Listening to certain favorite pieces of music can call up strange and sudden intimations of mortality wrapped in a perfectly consonant sense of transcendence - all of which is, admittedly, temporary if a bit heady. One such piece is Jehan Alain's organ piece, the "Litanies," which comes out of the quiet with suddden bravura, high tones bordering on atonalities that lend a kind of awful immortality to its young composer, a sense that the listener may also share in such good fortune.

The Litanies is probably the most remarkable of Alain's not so many other organ compositions, mainly written in the 1930s when he was a young organist at the church of Saint-Nicholas de Maisons Lafitte in Paris. Alain was a regular prize winner at the Conservatoire de Paris, a composer of ethereal and dissonant "modernist" compositions - tight, structured, mostly meditative rather than exuberant - whose tonal qualities (not entirely "harmonies") are perfectly matched to the high, reedy tones of a French organ, an instrument which exchanges the grandeur of a German cathedral organ for refinement, a high madness and finesse which suggests immortality founded in spirit and irony rather than in forcefulness and overbearing strength. The Litanies seems to me the swelling exception to this, the intimation of death and transcendence.

Jehan Alain (1938)

" . . Alain was a skilled motorcyclist and became a dispatch rider in the  . . .French Army," Wikipedia records. "On 20 June 1940, he was assigned to reconnoitre German advance . . . and encountered a group of German soldiers at Le Petit-Puy. Coming around a curve, and hearing the approaching tread of the Germans, he abandoned his motorcycle and engaged the enemy troops with his carbine, killing 16 of them before being killed himself. He was posthumously awarded the Croix de Guerre . . . and was buried, by the Germans, with full military honours."  He was all of 29 years old, and a musician at that. It is not implausible that the mechanical sound of such a near and sudden approach of the rebarbative was sufficient to make him die for music.

The other bits of music that have something of the same effect - a kind of transcending of thought, an immediate sense of something supra-human which religion never seems quite able to illumine in an ironic soul - are Beethoven's symphonies, especially the Third, the "Eroica," (with its grand and awful 'marche funebre); the Seventh (with its even more g. and a. funeral march); and of course the choral Ninth which, with its depth, power and optimism, subverts our post-20th century judgment that (given what we've done to one another in the interim) such a sanguine view of humanity must have been naive.
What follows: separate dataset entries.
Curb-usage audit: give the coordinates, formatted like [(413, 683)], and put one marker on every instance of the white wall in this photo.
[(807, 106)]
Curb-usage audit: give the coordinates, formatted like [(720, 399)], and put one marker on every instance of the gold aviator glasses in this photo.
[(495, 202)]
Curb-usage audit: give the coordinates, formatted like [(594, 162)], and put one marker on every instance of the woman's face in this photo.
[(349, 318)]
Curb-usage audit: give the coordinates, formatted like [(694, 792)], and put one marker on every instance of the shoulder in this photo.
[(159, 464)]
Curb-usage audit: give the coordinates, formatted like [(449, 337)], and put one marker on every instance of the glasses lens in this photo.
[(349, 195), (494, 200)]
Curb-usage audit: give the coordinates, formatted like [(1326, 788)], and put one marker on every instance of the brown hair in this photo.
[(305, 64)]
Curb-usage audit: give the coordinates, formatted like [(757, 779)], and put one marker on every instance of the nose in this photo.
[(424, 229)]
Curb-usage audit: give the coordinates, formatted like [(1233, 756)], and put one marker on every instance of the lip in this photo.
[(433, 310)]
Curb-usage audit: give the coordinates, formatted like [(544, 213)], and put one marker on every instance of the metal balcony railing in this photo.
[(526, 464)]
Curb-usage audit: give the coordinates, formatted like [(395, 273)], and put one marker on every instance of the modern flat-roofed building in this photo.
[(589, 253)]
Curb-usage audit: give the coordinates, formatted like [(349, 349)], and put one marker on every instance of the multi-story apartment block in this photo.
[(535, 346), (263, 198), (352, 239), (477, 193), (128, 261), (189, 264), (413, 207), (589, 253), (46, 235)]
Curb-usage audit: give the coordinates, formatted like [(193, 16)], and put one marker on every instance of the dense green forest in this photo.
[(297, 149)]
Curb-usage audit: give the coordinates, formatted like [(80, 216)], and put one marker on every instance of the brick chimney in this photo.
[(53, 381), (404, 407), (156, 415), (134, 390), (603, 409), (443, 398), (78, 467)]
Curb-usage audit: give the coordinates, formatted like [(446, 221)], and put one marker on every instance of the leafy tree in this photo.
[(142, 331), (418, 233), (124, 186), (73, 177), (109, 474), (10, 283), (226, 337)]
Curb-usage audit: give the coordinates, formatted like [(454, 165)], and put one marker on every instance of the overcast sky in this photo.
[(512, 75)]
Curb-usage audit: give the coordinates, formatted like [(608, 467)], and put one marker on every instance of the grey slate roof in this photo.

The 'Eroica' was written as a tribute to Napoleon, a tribute which was rescinded when, in 1804 Napoleon declared himself "Emporer of the French," thereby becoming, according to the composer, "no more than a common mortal." As are we all. But perhaps, Beethoven seems to whisper and shout, mortals all, we can do better than where the last two centuries incline us.


After 11 Israeli athletes, in Munich for the 1972 Olympics, had been held hostage and then assassinated by Arab terrorists in the wake of Israel's six-day military assault on Arab territories, the Munich Philharmonic under Rudolph Kempe performed a memorial performance of the "Eroica" - less than three decades after the liberation of Hitler's concentration camps, a memorial to Jews performed freely and in great deference by Hitler's hometown orchestra.  If nothing can ever be said, say it with Beethoven.











Hostage takers, Munich 1972

 And then there is Max Bruch's violin concerto #1, Romanticism in its dark and driving quintessence, the violin wafting in just after the first dark bars of ominous strings, the solo persisting in fleeting and answering strains. A swallow chasing a wasp above a deep and uncompassed sea, the picture of any soul, today and tomorrow.